COLING’14: Deep Convolutional Neural Networks for Sentiment Analysis of Short Texts

Arthur Lee

4 min readMay 9, 2020

Natural Language Processing paper challenge (1/30)

paper link

What problem do they solve?

Given a sentence, we have to classify the sentiment.

What model do they propose?

CharSCNN: They apply CNN to capture the local information as the features for word level, character level and combined them into sentence level to do prediction.

SCNN: CharSCNN without character-level embedding

word-level embedding:

They applied unsupervised learning method on English Wikipedia corpus to learn word2vec embedding.

char-level embedding:

The goal is to get char-embedding for each word. However there is a challenge. Each word has different size of characters. The naive approach is utilizing MAX-POOLing or AVG-POOLing. Here, they employs MAX-POOLing.

For example, for a word: clearly

if we set fixed window size 4 and then we can get (7–4+1) = 4 vectors z_m.

Like, clea, lear, earl, arly -> 4 windows

For each z_m, we feed it into forward feedback network [W,b].

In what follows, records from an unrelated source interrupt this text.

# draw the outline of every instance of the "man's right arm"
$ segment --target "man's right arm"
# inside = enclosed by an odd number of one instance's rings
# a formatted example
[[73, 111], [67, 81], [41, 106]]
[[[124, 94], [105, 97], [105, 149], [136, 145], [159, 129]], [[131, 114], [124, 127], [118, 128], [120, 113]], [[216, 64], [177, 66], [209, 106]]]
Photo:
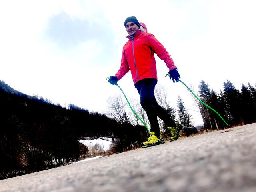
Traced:
[[124, 49], [123, 48], [123, 53], [121, 59], [121, 66], [118, 71], [116, 74], [116, 76], [117, 77], [118, 80], [124, 76], [124, 75], [127, 73], [129, 70], [129, 65], [125, 55]]

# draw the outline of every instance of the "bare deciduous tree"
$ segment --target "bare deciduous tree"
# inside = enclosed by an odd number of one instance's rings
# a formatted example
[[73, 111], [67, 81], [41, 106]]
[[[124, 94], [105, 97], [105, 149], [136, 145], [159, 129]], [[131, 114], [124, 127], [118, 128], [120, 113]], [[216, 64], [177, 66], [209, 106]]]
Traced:
[[127, 115], [125, 112], [126, 103], [123, 102], [121, 95], [109, 98], [108, 100], [109, 104], [108, 114], [121, 124], [127, 122]]

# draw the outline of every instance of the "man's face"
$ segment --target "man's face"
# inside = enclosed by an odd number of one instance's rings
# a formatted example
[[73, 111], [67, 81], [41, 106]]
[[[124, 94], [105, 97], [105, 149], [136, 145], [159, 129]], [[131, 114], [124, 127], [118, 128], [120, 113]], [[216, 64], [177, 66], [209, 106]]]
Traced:
[[133, 22], [129, 21], [125, 25], [126, 31], [130, 36], [133, 36], [136, 31], [138, 31], [139, 28], [138, 26]]

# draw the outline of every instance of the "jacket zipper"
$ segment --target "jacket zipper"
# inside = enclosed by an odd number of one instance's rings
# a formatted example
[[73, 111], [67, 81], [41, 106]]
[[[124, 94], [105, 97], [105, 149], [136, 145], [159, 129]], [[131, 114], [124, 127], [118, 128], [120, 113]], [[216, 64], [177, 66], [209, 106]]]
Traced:
[[135, 56], [134, 56], [134, 49], [133, 46], [134, 40], [132, 39], [132, 55], [133, 55], [133, 60], [134, 62], [134, 65], [135, 66], [135, 69], [136, 70], [136, 76], [137, 76], [137, 79], [138, 81], [139, 81], [139, 78], [138, 77], [138, 71], [137, 70], [137, 66], [136, 66], [136, 62], [135, 62]]

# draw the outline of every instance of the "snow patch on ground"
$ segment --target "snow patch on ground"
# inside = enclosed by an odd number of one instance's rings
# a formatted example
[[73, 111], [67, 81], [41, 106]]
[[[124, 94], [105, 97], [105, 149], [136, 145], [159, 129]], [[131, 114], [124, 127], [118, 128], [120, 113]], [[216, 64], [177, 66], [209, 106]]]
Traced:
[[84, 162], [85, 161], [90, 161], [91, 160], [93, 160], [94, 159], [98, 159], [99, 158], [100, 158], [101, 157], [102, 157], [102, 156], [97, 156], [96, 157], [91, 157], [90, 158], [87, 158], [87, 159], [83, 159], [83, 160], [81, 160], [80, 161], [76, 161], [76, 162], [74, 162], [73, 163], [72, 163], [72, 164], [74, 164], [75, 163], [81, 163], [82, 162]]

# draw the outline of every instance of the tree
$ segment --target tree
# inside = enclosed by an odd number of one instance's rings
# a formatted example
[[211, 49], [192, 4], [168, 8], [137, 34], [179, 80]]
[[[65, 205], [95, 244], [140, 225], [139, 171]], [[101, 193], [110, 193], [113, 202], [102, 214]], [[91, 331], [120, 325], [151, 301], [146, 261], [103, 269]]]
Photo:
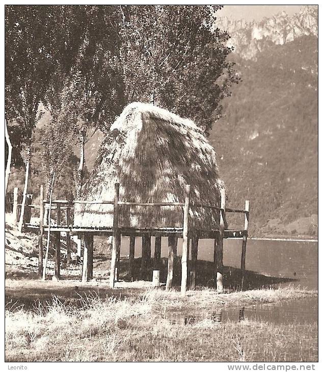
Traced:
[[221, 6], [121, 6], [120, 69], [125, 101], [150, 102], [194, 120], [206, 135], [239, 81], [226, 32], [213, 30]]
[[64, 107], [58, 107], [55, 109], [52, 109], [52, 118], [48, 125], [43, 129], [42, 140], [41, 142], [42, 163], [47, 180], [47, 193], [49, 199], [48, 229], [46, 254], [43, 268], [43, 280], [45, 280], [46, 276], [49, 249], [50, 213], [53, 191], [55, 184], [71, 155], [73, 145], [70, 123], [68, 121], [66, 120], [67, 117], [64, 109]]
[[115, 7], [83, 8], [83, 39], [69, 73], [66, 97], [69, 111], [74, 114], [72, 127], [79, 146], [80, 161], [75, 175], [76, 198], [84, 183], [85, 144], [98, 128], [104, 130], [109, 127], [121, 111], [116, 69], [118, 27]]
[[[50, 24], [46, 7], [6, 6], [6, 119], [7, 121], [14, 119], [21, 126], [21, 156], [26, 169], [20, 230], [28, 187], [33, 130], [38, 119], [38, 105], [46, 91], [51, 72], [51, 58], [47, 48]], [[8, 156], [7, 184], [11, 161]]]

After then we have 4 z_m_after and get the z_m_after with highest weights.

Here, j-th word is clearly.

M is 4 for this case.

Eventually, we can get r_wch for this word clearly.

sentence-level embedding:

Same with character-level embedding, each sentence has different size of words. They also apply MAX-POOLing.

Each sentence can represents as concatenate of word-level embedding and char-level embedding.

Taking an sentence I like riding a bike as an example.

There are 5 words in the sentence, if we set fixed-size window size as 4, then we will have 2 word_windows (I like riding a, like riding a bike)

Taking z_n for these word_window embedding, so we have 2 z_n in this case.

z_1: the embedding of I like riding a.

z_2: the embedding of like riding a bike.

And then we take the z_k with highest weight.